Sosyal medyanın en sağlam adamlarından biri olan Said Ercan kardeşim de şöyle yazmış: Seçim vesilesiyle muhalif kardeşlerim bana haklarını helal etsinler. Seçim dışında bir sürü ortak noktamız var. Ortak noktamızı yüceltmeye devam edelim.
“Elinin emeğinden başkasına” inanmayan babam, personel servisini yaptığı hastanenin ağır CHP’li çalışanına şöyle demiş seçimden önceki cuma: Pazartesi ikimiz de beş buçukta kalkacağız, ben araba süreceğim, sen önlüğünü giyeceksin. Başka hikâyemiz mi var?
Biri yirmili, biri otuzlu, biri de altmışlı yıllarında üç insanın bu üç tepkisini yan yana koyunca anlıyorum ki “gündelik politikanın sersemleştirici dili” bizi teslim alamıyor hala. Bu güzel, bu umut verici…
Kendime de birkaç çift laf edeyim. Sürekli, gündelik politikanın uzağında, büyük ve değişmez siyasetin yanında durmam gerektiğini salık veriyorum kendime. Ama ne oluyor, nasıl oluyorsa Türkiye her seçimde beni gündelik politikanın tam içine, tam kalbine doğru çekiyor ve kendimi bir adayın, bir partinin kazanması için uğraş verirken buluyorum.
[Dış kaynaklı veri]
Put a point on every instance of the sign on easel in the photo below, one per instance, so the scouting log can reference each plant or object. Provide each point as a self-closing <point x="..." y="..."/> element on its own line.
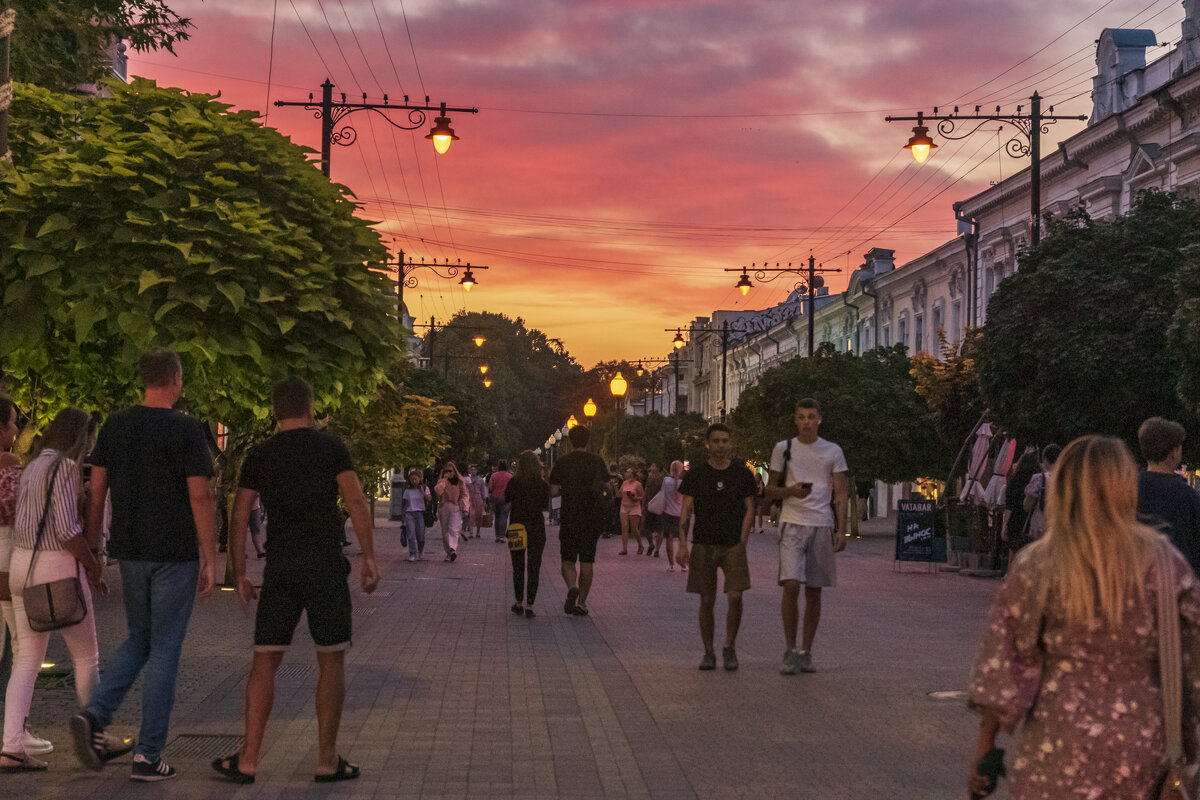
<point x="915" y="533"/>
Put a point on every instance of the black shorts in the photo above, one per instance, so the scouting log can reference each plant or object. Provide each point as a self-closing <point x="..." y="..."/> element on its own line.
<point x="318" y="589"/>
<point x="577" y="537"/>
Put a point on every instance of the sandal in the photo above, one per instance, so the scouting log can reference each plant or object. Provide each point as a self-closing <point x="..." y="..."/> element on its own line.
<point x="346" y="771"/>
<point x="228" y="769"/>
<point x="24" y="764"/>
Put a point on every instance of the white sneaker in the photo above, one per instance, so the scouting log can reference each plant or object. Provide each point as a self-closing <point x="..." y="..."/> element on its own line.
<point x="34" y="744"/>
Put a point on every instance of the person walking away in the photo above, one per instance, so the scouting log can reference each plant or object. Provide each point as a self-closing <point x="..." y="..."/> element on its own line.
<point x="809" y="475"/>
<point x="10" y="481"/>
<point x="721" y="495"/>
<point x="1069" y="653"/>
<point x="672" y="506"/>
<point x="299" y="474"/>
<point x="529" y="497"/>
<point x="1015" y="527"/>
<point x="580" y="477"/>
<point x="414" y="501"/>
<point x="48" y="545"/>
<point x="1164" y="498"/>
<point x="157" y="465"/>
<point x="497" y="483"/>
<point x="652" y="522"/>
<point x="1037" y="489"/>
<point x="631" y="495"/>
<point x="454" y="500"/>
<point x="478" y="491"/>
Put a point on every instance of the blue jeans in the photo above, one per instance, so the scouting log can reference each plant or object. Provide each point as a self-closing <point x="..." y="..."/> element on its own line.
<point x="415" y="523"/>
<point x="501" y="512"/>
<point x="159" y="597"/>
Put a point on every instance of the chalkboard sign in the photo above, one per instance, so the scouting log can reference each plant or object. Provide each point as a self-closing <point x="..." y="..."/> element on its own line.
<point x="915" y="533"/>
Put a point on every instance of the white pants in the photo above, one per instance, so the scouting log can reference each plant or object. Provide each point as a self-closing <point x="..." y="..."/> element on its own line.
<point x="7" y="621"/>
<point x="450" y="516"/>
<point x="52" y="565"/>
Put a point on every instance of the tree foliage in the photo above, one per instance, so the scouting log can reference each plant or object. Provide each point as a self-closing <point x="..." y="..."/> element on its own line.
<point x="61" y="44"/>
<point x="157" y="217"/>
<point x="1077" y="340"/>
<point x="869" y="404"/>
<point x="951" y="388"/>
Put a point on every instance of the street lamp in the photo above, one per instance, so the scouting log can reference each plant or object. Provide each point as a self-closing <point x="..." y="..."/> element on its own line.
<point x="810" y="286"/>
<point x="1026" y="142"/>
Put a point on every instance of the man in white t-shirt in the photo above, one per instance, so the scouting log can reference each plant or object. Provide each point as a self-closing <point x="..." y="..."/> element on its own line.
<point x="809" y="475"/>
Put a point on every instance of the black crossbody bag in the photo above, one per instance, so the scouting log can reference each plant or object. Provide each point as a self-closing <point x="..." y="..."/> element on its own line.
<point x="58" y="603"/>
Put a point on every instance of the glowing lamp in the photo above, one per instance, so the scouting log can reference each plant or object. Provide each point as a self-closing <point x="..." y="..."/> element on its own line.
<point x="921" y="144"/>
<point x="442" y="134"/>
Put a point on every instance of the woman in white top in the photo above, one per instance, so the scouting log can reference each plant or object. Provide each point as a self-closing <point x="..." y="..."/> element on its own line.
<point x="413" y="501"/>
<point x="61" y="553"/>
<point x="672" y="504"/>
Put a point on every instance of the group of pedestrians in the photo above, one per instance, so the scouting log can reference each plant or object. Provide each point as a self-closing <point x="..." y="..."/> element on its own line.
<point x="148" y="476"/>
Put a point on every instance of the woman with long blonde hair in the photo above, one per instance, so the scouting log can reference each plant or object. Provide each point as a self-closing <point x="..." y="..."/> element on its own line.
<point x="1071" y="649"/>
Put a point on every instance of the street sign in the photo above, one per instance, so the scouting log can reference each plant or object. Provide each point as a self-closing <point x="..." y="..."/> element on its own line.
<point x="915" y="533"/>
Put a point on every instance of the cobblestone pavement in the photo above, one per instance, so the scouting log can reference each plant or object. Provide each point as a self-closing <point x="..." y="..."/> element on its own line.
<point x="451" y="696"/>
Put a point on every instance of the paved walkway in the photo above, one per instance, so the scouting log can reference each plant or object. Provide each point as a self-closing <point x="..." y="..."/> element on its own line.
<point x="451" y="696"/>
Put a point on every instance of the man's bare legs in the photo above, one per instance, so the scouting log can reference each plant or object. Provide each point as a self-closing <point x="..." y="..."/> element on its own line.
<point x="259" y="701"/>
<point x="330" y="698"/>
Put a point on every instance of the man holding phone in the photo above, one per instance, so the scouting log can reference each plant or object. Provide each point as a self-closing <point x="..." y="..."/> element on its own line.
<point x="809" y="475"/>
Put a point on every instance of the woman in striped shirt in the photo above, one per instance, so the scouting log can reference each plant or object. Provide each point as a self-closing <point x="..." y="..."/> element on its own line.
<point x="61" y="553"/>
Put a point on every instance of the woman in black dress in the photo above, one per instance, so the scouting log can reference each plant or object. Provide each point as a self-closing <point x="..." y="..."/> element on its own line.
<point x="529" y="495"/>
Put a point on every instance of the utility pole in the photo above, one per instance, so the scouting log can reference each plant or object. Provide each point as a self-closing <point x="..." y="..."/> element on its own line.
<point x="7" y="19"/>
<point x="331" y="113"/>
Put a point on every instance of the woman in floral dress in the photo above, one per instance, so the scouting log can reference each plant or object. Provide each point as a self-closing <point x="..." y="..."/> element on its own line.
<point x="1071" y="650"/>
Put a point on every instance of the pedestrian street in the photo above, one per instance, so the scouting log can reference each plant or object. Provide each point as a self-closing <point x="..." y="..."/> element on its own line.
<point x="451" y="696"/>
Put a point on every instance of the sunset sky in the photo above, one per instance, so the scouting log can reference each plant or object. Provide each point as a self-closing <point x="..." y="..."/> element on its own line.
<point x="628" y="150"/>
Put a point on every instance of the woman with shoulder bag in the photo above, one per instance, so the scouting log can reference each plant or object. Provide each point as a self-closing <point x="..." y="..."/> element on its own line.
<point x="49" y="545"/>
<point x="1071" y="653"/>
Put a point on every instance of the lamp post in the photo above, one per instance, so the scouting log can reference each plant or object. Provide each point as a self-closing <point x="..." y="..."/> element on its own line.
<point x="618" y="386"/>
<point x="1026" y="142"/>
<point x="811" y="283"/>
<point x="333" y="113"/>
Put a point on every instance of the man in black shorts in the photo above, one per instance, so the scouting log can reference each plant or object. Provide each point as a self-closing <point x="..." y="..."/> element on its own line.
<point x="299" y="474"/>
<point x="579" y="476"/>
<point x="721" y="494"/>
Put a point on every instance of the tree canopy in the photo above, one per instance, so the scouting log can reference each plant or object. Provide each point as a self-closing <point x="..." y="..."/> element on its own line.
<point x="159" y="217"/>
<point x="1077" y="340"/>
<point x="869" y="407"/>
<point x="61" y="44"/>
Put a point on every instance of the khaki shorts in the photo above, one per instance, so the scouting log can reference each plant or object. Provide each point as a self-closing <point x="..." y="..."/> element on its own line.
<point x="707" y="559"/>
<point x="805" y="554"/>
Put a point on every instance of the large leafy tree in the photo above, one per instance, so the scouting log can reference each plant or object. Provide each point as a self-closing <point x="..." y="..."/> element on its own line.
<point x="1077" y="340"/>
<point x="64" y="43"/>
<point x="869" y="405"/>
<point x="160" y="217"/>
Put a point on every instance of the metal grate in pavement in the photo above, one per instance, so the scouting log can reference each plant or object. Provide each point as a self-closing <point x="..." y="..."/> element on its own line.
<point x="201" y="746"/>
<point x="293" y="672"/>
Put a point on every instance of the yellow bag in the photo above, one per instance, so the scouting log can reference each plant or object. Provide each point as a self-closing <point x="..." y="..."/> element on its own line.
<point x="519" y="539"/>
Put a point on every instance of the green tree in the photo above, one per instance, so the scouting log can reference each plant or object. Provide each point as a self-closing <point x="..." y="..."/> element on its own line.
<point x="951" y="388"/>
<point x="1077" y="340"/>
<point x="869" y="404"/>
<point x="161" y="217"/>
<point x="61" y="44"/>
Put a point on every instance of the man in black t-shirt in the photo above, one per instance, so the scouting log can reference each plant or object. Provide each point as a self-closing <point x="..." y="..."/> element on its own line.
<point x="721" y="495"/>
<point x="156" y="464"/>
<point x="579" y="476"/>
<point x="299" y="474"/>
<point x="1164" y="498"/>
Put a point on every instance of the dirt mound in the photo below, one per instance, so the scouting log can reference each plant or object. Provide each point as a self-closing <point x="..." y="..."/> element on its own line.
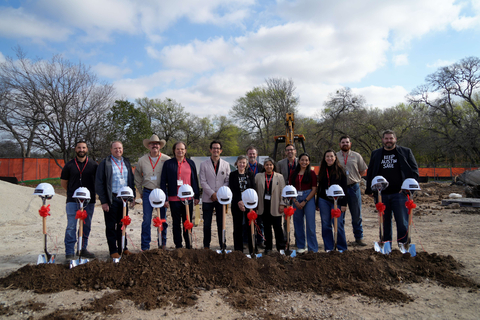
<point x="157" y="278"/>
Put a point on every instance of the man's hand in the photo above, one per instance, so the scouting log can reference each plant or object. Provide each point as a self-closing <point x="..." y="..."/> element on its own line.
<point x="214" y="196"/>
<point x="241" y="206"/>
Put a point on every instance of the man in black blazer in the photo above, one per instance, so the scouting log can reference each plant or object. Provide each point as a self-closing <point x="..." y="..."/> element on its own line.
<point x="395" y="164"/>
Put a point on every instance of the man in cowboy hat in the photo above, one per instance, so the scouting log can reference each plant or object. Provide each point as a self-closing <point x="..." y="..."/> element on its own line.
<point x="147" y="177"/>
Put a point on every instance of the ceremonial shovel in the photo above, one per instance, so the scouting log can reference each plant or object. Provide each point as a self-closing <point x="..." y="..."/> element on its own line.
<point x="224" y="197"/>
<point x="335" y="192"/>
<point x="79" y="261"/>
<point x="45" y="191"/>
<point x="409" y="185"/>
<point x="379" y="183"/>
<point x="125" y="194"/>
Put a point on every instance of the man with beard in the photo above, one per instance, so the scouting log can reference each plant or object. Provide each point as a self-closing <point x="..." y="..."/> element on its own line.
<point x="114" y="173"/>
<point x="395" y="164"/>
<point x="147" y="177"/>
<point x="78" y="172"/>
<point x="355" y="167"/>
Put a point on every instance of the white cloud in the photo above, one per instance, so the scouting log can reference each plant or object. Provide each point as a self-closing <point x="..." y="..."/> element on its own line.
<point x="17" y="23"/>
<point x="110" y="71"/>
<point x="381" y="97"/>
<point x="440" y="63"/>
<point x="400" y="60"/>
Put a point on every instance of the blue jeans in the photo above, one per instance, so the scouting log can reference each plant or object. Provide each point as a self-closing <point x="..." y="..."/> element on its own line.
<point x="147" y="222"/>
<point x="354" y="199"/>
<point x="395" y="203"/>
<point x="207" y="222"/>
<point x="326" y="207"/>
<point x="71" y="232"/>
<point x="179" y="216"/>
<point x="307" y="214"/>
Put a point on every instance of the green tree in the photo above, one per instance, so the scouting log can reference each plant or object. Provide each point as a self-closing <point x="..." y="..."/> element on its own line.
<point x="130" y="126"/>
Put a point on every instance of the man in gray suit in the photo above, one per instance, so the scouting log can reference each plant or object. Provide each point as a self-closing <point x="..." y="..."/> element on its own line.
<point x="287" y="165"/>
<point x="214" y="173"/>
<point x="286" y="168"/>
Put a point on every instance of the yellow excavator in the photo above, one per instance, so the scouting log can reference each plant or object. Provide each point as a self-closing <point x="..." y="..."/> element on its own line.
<point x="289" y="137"/>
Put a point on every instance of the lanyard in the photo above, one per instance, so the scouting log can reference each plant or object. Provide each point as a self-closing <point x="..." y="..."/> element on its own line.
<point x="153" y="166"/>
<point x="121" y="169"/>
<point x="254" y="166"/>
<point x="300" y="178"/>
<point x="291" y="168"/>
<point x="84" y="166"/>
<point x="180" y="167"/>
<point x="268" y="181"/>
<point x="345" y="159"/>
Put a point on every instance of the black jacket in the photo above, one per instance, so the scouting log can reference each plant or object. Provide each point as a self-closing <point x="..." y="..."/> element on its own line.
<point x="235" y="186"/>
<point x="103" y="180"/>
<point x="408" y="165"/>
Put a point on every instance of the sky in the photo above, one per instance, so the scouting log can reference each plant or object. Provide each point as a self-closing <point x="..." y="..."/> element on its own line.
<point x="205" y="54"/>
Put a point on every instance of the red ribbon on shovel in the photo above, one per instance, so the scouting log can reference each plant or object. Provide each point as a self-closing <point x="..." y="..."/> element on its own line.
<point x="157" y="222"/>
<point x="82" y="215"/>
<point x="380" y="208"/>
<point x="336" y="213"/>
<point x="188" y="225"/>
<point x="252" y="216"/>
<point x="410" y="205"/>
<point x="289" y="211"/>
<point x="125" y="221"/>
<point x="44" y="211"/>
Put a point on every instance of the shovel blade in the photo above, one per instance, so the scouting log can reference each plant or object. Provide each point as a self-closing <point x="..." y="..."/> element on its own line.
<point x="383" y="247"/>
<point x="77" y="262"/>
<point x="410" y="248"/>
<point x="42" y="258"/>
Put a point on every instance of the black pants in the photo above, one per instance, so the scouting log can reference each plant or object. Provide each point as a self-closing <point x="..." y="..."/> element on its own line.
<point x="270" y="221"/>
<point x="179" y="216"/>
<point x="238" y="218"/>
<point x="113" y="226"/>
<point x="207" y="222"/>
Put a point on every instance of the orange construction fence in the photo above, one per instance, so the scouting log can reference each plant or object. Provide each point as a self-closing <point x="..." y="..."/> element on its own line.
<point x="25" y="169"/>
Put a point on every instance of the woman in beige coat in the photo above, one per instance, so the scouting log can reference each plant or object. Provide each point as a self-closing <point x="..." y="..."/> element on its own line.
<point x="269" y="185"/>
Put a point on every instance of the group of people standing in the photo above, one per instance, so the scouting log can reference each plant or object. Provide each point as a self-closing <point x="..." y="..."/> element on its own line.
<point x="157" y="170"/>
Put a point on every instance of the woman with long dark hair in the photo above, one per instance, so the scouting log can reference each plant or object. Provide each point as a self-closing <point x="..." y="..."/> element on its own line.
<point x="331" y="172"/>
<point x="239" y="181"/>
<point x="304" y="180"/>
<point x="269" y="185"/>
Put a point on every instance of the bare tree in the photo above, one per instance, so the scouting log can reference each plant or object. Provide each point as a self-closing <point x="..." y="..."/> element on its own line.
<point x="58" y="100"/>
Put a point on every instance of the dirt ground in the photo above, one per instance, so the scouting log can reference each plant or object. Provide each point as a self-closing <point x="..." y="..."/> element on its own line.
<point x="441" y="282"/>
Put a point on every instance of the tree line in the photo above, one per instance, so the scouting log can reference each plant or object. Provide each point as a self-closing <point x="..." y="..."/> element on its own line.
<point x="47" y="105"/>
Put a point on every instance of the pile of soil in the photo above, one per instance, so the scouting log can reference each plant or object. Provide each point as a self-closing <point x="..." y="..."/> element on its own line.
<point x="157" y="278"/>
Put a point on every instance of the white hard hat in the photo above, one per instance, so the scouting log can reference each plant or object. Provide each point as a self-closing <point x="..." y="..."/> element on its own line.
<point x="379" y="182"/>
<point x="81" y="193"/>
<point x="125" y="192"/>
<point x="157" y="198"/>
<point x="185" y="191"/>
<point x="335" y="191"/>
<point x="44" y="190"/>
<point x="410" y="184"/>
<point x="289" y="192"/>
<point x="224" y="195"/>
<point x="250" y="198"/>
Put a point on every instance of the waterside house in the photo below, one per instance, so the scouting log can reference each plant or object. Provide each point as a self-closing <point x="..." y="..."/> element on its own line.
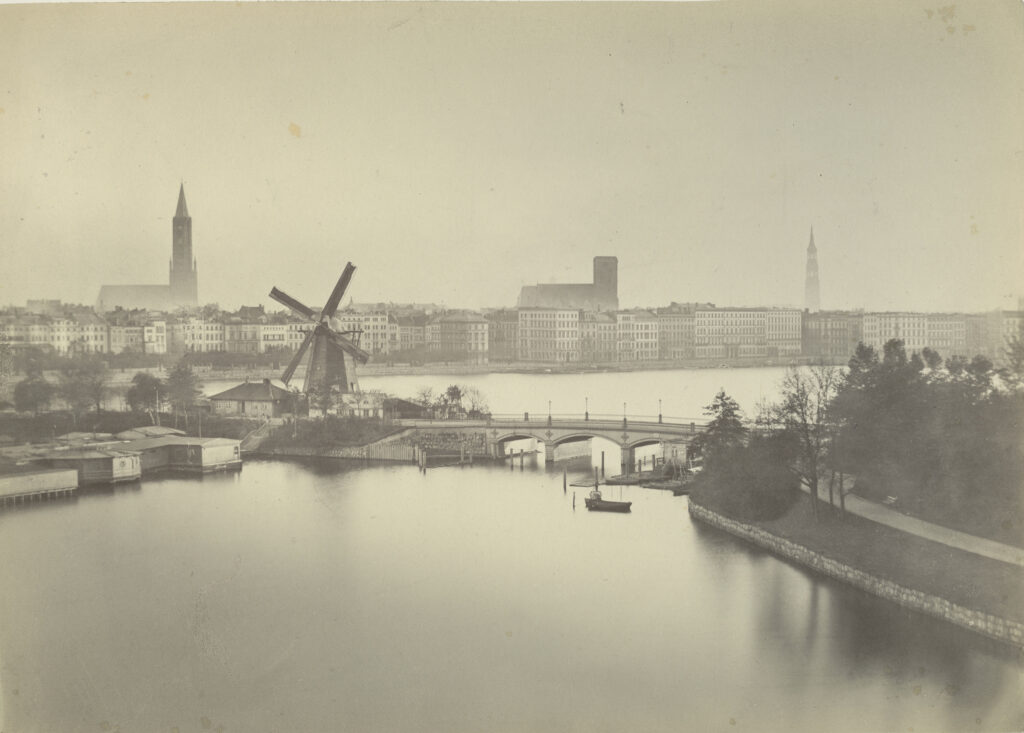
<point x="254" y="399"/>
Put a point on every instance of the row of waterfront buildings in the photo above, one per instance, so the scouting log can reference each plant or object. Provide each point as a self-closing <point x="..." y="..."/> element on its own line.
<point x="678" y="332"/>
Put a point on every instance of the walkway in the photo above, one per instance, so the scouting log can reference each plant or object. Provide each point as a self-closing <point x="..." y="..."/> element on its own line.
<point x="961" y="541"/>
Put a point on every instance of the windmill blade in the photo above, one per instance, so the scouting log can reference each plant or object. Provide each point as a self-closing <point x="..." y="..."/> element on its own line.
<point x="348" y="347"/>
<point x="289" y="301"/>
<point x="339" y="291"/>
<point x="294" y="364"/>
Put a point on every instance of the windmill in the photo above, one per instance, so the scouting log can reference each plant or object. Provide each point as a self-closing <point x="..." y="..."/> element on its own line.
<point x="332" y="354"/>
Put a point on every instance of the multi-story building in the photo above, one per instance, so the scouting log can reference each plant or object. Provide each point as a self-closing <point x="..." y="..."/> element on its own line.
<point x="636" y="335"/>
<point x="373" y="330"/>
<point x="459" y="333"/>
<point x="296" y="334"/>
<point x="126" y="339"/>
<point x="503" y="334"/>
<point x="242" y="337"/>
<point x="675" y="331"/>
<point x="273" y="337"/>
<point x="911" y="329"/>
<point x="730" y="333"/>
<point x="598" y="336"/>
<point x="155" y="337"/>
<point x="976" y="329"/>
<point x="26" y="331"/>
<point x="549" y="334"/>
<point x="783" y="332"/>
<point x="412" y="332"/>
<point x="947" y="334"/>
<point x="1001" y="326"/>
<point x="832" y="335"/>
<point x="195" y="334"/>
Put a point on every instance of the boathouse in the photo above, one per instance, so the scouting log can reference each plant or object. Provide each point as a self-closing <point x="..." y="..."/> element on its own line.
<point x="253" y="399"/>
<point x="24" y="483"/>
<point x="181" y="453"/>
<point x="97" y="465"/>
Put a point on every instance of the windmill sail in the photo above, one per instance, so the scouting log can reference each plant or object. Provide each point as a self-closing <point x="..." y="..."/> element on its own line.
<point x="330" y="356"/>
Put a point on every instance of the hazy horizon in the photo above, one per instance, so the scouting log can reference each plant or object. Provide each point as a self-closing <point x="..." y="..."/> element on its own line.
<point x="456" y="153"/>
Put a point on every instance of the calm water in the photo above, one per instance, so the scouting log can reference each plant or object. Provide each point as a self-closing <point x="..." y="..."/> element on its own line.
<point x="324" y="597"/>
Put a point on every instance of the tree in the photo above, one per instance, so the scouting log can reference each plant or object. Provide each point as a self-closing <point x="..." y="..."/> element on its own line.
<point x="476" y="401"/>
<point x="144" y="392"/>
<point x="453" y="396"/>
<point x="804" y="417"/>
<point x="83" y="382"/>
<point x="182" y="388"/>
<point x="425" y="396"/>
<point x="726" y="429"/>
<point x="6" y="362"/>
<point x="33" y="394"/>
<point x="1015" y="358"/>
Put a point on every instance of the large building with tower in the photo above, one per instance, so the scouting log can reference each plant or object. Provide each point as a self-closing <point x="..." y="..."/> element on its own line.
<point x="182" y="289"/>
<point x="602" y="294"/>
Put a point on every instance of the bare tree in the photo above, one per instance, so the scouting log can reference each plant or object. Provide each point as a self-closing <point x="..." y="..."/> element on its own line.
<point x="804" y="415"/>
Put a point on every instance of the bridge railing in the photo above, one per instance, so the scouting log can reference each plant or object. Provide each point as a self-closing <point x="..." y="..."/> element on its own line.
<point x="562" y="418"/>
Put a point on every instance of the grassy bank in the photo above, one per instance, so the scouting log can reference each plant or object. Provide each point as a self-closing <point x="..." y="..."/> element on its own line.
<point x="328" y="433"/>
<point x="963" y="577"/>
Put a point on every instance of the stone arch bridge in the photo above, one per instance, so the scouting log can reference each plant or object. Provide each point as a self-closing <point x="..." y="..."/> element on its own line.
<point x="628" y="433"/>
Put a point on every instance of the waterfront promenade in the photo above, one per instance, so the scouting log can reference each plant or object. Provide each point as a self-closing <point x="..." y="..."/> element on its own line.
<point x="936" y="532"/>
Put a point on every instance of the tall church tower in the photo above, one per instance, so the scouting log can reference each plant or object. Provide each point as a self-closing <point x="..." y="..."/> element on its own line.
<point x="812" y="295"/>
<point x="184" y="283"/>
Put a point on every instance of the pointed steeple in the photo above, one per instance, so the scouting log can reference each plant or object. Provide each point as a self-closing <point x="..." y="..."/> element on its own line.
<point x="812" y="295"/>
<point x="182" y="208"/>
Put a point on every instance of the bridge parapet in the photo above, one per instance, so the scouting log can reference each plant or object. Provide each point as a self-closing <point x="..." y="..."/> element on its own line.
<point x="629" y="433"/>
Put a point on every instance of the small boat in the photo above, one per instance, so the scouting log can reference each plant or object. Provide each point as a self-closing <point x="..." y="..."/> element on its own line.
<point x="596" y="504"/>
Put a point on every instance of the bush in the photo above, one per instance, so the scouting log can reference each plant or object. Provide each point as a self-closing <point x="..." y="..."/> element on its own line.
<point x="748" y="483"/>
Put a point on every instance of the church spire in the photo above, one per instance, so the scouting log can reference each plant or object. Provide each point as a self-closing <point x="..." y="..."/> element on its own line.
<point x="812" y="295"/>
<point x="182" y="207"/>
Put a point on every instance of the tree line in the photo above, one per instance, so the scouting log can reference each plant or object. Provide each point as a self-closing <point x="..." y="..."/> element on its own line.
<point x="939" y="437"/>
<point x="83" y="384"/>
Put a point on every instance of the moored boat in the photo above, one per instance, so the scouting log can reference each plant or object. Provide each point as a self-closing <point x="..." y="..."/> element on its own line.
<point x="596" y="503"/>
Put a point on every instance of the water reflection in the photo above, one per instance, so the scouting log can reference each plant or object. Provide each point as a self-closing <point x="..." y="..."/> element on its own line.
<point x="315" y="596"/>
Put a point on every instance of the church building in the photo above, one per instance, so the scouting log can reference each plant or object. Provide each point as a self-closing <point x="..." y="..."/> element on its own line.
<point x="182" y="290"/>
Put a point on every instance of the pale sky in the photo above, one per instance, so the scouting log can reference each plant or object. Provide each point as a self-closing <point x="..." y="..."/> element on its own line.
<point x="457" y="152"/>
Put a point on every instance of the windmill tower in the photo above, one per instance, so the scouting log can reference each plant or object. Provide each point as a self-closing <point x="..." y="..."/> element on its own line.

Üstelik gündelik politikanın dili o kadar çiğ, o kadar vasat ki… O çiğlikten, o vasatlıktan kaçmanın, saklanmanın imkânı yok. Ve hayır, herhangi bir politik tarafın diğer politik taraftan gram, hatta zerre farkı yok söz konusu gündelik politika dilinin çiğliği olunca.